I work with a veterinarian at a wildlife rehabilitation center, and the great majority of our patients are, as lucie says, injured as a result of contact with the human world. Cat and dog attacks are the primary affront for birds and small mammals; being hit by a car and flying into windows are the main problems with adult wildlife. Tangled in fishing lines and being caught in traps is another common scenario.

Our veterinarian is an expert in wildlife rehab, and also an epidemiologist, so he can carefully judge the prognosis of an animal. I’m pretty tenderhearted, and want to give every critter a chance, but he’s educated me about the larger impact of releasing an unsuitable creature back into the world.

For example: “Finch Eye” is a disease that affects, as indicated, finches and sparrows. It’s spread through individuals at a common feeder, and results in blindness. People bring in affected birds all the time, and it can be “cured” in an individual with antibiotics, but, upon release, can be passed on to others in the wild.
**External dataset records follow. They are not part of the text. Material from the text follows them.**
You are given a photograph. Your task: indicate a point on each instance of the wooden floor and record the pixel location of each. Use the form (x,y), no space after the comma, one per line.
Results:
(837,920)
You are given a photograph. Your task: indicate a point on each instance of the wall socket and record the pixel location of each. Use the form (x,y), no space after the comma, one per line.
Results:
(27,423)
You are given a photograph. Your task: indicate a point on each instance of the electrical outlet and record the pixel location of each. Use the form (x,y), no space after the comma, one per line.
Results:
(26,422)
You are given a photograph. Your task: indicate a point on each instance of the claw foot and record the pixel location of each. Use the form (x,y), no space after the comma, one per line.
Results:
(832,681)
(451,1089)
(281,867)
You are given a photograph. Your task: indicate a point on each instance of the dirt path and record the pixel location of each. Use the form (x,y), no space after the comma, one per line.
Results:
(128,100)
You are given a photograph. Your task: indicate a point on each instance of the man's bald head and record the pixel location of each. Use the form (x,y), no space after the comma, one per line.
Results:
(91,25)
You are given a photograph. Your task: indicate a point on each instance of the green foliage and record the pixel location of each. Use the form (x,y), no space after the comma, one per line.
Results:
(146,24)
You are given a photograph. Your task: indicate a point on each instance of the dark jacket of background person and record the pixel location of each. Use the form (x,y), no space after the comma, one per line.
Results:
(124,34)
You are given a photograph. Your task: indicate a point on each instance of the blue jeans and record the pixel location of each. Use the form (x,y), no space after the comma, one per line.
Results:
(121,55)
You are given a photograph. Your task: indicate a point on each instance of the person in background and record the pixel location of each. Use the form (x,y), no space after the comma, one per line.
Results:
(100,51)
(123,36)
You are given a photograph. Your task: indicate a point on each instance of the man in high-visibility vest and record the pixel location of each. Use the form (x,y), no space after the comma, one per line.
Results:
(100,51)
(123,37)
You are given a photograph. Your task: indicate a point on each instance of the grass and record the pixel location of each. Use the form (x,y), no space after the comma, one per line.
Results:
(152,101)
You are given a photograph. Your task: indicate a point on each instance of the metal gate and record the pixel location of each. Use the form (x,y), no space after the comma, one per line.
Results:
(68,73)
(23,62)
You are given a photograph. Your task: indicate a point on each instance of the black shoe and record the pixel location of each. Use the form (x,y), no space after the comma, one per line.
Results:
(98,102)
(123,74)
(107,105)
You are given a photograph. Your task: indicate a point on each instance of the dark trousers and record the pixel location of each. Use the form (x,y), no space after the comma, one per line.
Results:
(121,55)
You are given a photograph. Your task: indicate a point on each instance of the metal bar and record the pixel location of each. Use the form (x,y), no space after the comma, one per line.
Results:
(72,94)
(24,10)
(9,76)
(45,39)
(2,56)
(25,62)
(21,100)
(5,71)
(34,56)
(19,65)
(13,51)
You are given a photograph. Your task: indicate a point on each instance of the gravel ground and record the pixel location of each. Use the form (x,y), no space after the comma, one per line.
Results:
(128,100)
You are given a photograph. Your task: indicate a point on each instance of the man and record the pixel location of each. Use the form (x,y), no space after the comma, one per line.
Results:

So, after some effort at rehabilitation earlier, his policy is to euthanize.

We have an open-door policy; to accept and give treatment to any wildlife that needs care, without charge to the finder. Our success rate is pretty high. But we do take great care in determining if the animal is suffering from simple injury or a genetic weakness.

I’ll add, if you find a wild animal in need of care, please take it to a veterinarian who can either treat it or refer you to a wildlife rehabilitator who has access to proper care. I’ve seen some sad cases of well-meaning folks who have tried to care for critters themselves. It too often leads to an animal that’s imprinted and will never be able to join it’s own species in a normal life, or, worse yet, an animal that’s malnourished to the point of no repair

Whatmove, that’s a nice fable. I have a baby mouse in my care now, 'bout due to be fed. It’s odd, cause I’ve been cranky about mice in my own kitchen. But this one was brought to me for care, and when I feed him through a tiny syringe, he becomes an individual worth the effort. He grips the little nipple and nurses, kneading his tiny paws and wanting to live as much as anyone else. The one thing this job has taught me, after nuturing many, is that each animal is truly an individual, with their own style and expression in life. I didn’t expect that, but it’s a wonderful lesson!